Warning: Rather than reviews, these are often notes in preparation for reviews that were never finished, or pleas for help with understanding pieces. See Litref Reviews - a rationale for details.

Monday 17 January 2011

"The Art of the Poetic Line" by James Longenbach, Graywolf, 2008

It begins with Shakespeare, pointing out that one of the two earliest printings of King Lear was in prose. The effect of lineating this prose is considered - the first of many "worked examples" in the book. Some poets are investigated too, to see how their styles changed.

He writes that "The drama of lineation lies in the simultaneous making and breaking of our expectation for pattern" (p.70). Whereas sentences are expected to be gramatically complete and correct, lines have license to be verbless, a fragment, etc.
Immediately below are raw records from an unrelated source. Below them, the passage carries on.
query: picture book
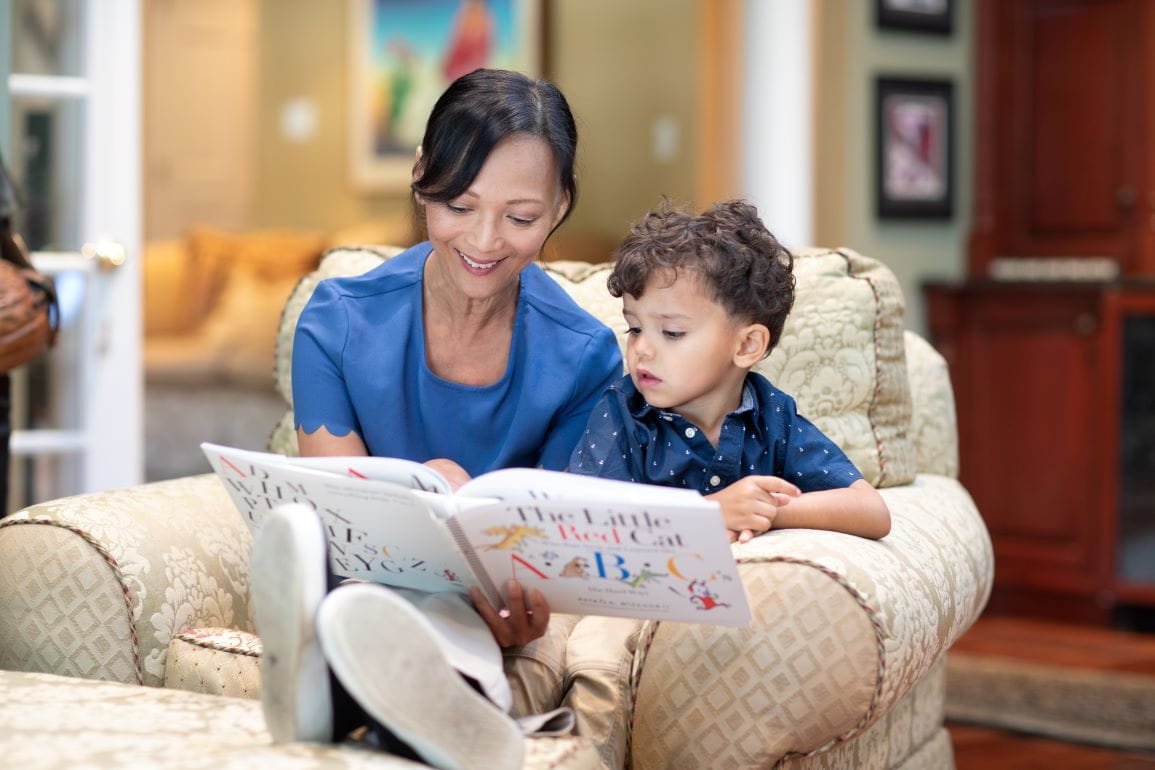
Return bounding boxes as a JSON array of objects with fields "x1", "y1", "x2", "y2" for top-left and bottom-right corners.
[{"x1": 202, "y1": 443, "x2": 751, "y2": 626}]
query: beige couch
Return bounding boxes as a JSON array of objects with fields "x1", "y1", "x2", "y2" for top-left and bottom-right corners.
[
  {"x1": 0, "y1": 245, "x2": 993, "y2": 769},
  {"x1": 142, "y1": 221, "x2": 414, "y2": 481}
]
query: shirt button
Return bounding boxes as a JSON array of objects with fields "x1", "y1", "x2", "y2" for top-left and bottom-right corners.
[
  {"x1": 709, "y1": 475, "x2": 721, "y2": 487},
  {"x1": 684, "y1": 427, "x2": 697, "y2": 439}
]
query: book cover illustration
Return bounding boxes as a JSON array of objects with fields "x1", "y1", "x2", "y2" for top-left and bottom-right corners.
[{"x1": 452, "y1": 497, "x2": 751, "y2": 626}]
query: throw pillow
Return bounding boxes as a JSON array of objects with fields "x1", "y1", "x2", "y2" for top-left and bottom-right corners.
[
  {"x1": 186, "y1": 227, "x2": 326, "y2": 328},
  {"x1": 758, "y1": 248, "x2": 915, "y2": 487}
]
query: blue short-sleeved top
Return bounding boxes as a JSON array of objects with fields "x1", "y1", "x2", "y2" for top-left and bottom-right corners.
[
  {"x1": 568, "y1": 372, "x2": 862, "y2": 494},
  {"x1": 292, "y1": 242, "x2": 623, "y2": 476}
]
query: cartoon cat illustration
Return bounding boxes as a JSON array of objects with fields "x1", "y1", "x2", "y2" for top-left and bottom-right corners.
[
  {"x1": 688, "y1": 579, "x2": 730, "y2": 610},
  {"x1": 559, "y1": 556, "x2": 589, "y2": 578}
]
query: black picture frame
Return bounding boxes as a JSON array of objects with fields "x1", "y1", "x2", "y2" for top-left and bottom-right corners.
[
  {"x1": 876, "y1": 0, "x2": 953, "y2": 35},
  {"x1": 875, "y1": 76, "x2": 954, "y2": 219}
]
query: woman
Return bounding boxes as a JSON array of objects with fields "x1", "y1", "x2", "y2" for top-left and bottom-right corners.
[{"x1": 254, "y1": 69, "x2": 622, "y2": 770}]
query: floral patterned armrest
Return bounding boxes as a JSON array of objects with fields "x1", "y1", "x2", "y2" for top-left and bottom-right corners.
[{"x1": 0, "y1": 474, "x2": 252, "y2": 687}]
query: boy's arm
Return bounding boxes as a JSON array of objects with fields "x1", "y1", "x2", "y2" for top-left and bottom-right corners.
[
  {"x1": 708, "y1": 477, "x2": 891, "y2": 542},
  {"x1": 705, "y1": 476, "x2": 800, "y2": 542},
  {"x1": 771, "y1": 479, "x2": 891, "y2": 539}
]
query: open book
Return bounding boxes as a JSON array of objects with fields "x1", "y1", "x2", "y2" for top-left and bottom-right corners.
[{"x1": 202, "y1": 443, "x2": 751, "y2": 626}]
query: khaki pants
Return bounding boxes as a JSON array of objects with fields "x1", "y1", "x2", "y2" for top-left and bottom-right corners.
[{"x1": 506, "y1": 614, "x2": 643, "y2": 770}]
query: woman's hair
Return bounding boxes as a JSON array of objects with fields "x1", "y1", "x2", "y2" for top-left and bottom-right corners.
[
  {"x1": 412, "y1": 69, "x2": 578, "y2": 229},
  {"x1": 608, "y1": 199, "x2": 795, "y2": 352}
]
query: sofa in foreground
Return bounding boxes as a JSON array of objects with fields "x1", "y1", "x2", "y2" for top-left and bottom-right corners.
[{"x1": 0, "y1": 246, "x2": 993, "y2": 769}]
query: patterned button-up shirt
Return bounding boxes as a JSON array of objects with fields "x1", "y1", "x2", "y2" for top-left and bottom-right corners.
[{"x1": 568, "y1": 373, "x2": 861, "y2": 494}]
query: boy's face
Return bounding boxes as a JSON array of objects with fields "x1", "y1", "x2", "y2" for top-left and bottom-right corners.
[{"x1": 622, "y1": 270, "x2": 754, "y2": 422}]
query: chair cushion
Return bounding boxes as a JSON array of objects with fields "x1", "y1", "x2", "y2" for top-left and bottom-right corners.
[
  {"x1": 185, "y1": 227, "x2": 326, "y2": 330},
  {"x1": 0, "y1": 669, "x2": 601, "y2": 769},
  {"x1": 165, "y1": 627, "x2": 262, "y2": 699},
  {"x1": 904, "y1": 331, "x2": 959, "y2": 478},
  {"x1": 271, "y1": 246, "x2": 915, "y2": 487},
  {"x1": 760, "y1": 248, "x2": 914, "y2": 487}
]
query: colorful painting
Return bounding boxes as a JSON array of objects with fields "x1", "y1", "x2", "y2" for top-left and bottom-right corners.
[{"x1": 349, "y1": 0, "x2": 541, "y2": 191}]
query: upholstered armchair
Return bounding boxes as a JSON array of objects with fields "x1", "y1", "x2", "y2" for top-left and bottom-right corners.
[{"x1": 0, "y1": 246, "x2": 993, "y2": 769}]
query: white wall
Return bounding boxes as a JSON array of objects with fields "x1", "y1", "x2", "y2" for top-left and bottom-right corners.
[{"x1": 740, "y1": 0, "x2": 814, "y2": 249}]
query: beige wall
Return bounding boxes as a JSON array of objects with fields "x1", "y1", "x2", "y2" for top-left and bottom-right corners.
[
  {"x1": 250, "y1": 0, "x2": 697, "y2": 250},
  {"x1": 550, "y1": 0, "x2": 698, "y2": 243},
  {"x1": 143, "y1": 0, "x2": 258, "y2": 240},
  {"x1": 814, "y1": 0, "x2": 974, "y2": 335},
  {"x1": 252, "y1": 0, "x2": 411, "y2": 232}
]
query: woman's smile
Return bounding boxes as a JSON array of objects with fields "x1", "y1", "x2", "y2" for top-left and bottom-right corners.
[{"x1": 456, "y1": 247, "x2": 506, "y2": 274}]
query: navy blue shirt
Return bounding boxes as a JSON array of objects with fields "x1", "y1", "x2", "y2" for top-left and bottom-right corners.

Throughout there's an emphasis on what free-verse, formal verse and prose can learn from each other - "We wouldn't be attracted to the notion of prose poetry if it didn't feel exciting to abandon the decorum of lines" (p.xi). Once we appreciate how the line-break is used in free verse our appreciation of formal verse's line-breaks is enriched. He writes that "When [Williams] followed the prose poems of 'Kora in Hell' with the lineated poems of 'Spring and All' [,] writing prose revitalised the syntax of the poems, and the new syntax demanded that Williams explore a wider variety of line endings, moving away from his more predictable dependence on the parsing line." (p.99). He presents extracts from Joyce's Ulysses showing how line-breaks are used and how punctuation can be eliminated from prose without replacing it by line-breaks.

In section 2 he considers 3 functions (amongst others) of line-breaks in free verse

  • "annotate" - "annotating the syntax with emphasis that the syntax itself would now otherwise" -
  • "parse"
  • "end-stopped"

pointing out that "The excessive use of the annotating line can come to seem mannered or fussy, a way of jazzing up uninteresting syntax just as the excessive use of the parsing line can come to feel dull, a way of merely repeating what the syntax is already doing on its own." (p.57). Lines that are short can appear "tricky" (too many syllables emphasised). Long lines have a tendency to be broken in two by the reader.

He writes that in William Carlos William's "Spring and All"

The sunlight in a
yellow plaque upon the 
varnished ...

"Williams uses enjambment to determine the placement of rhythmic stress, playing the irregularity of his line endings against the chaste decorum of his three line stanzas" (p.51), the 2 weak endings emphasising the words that follow.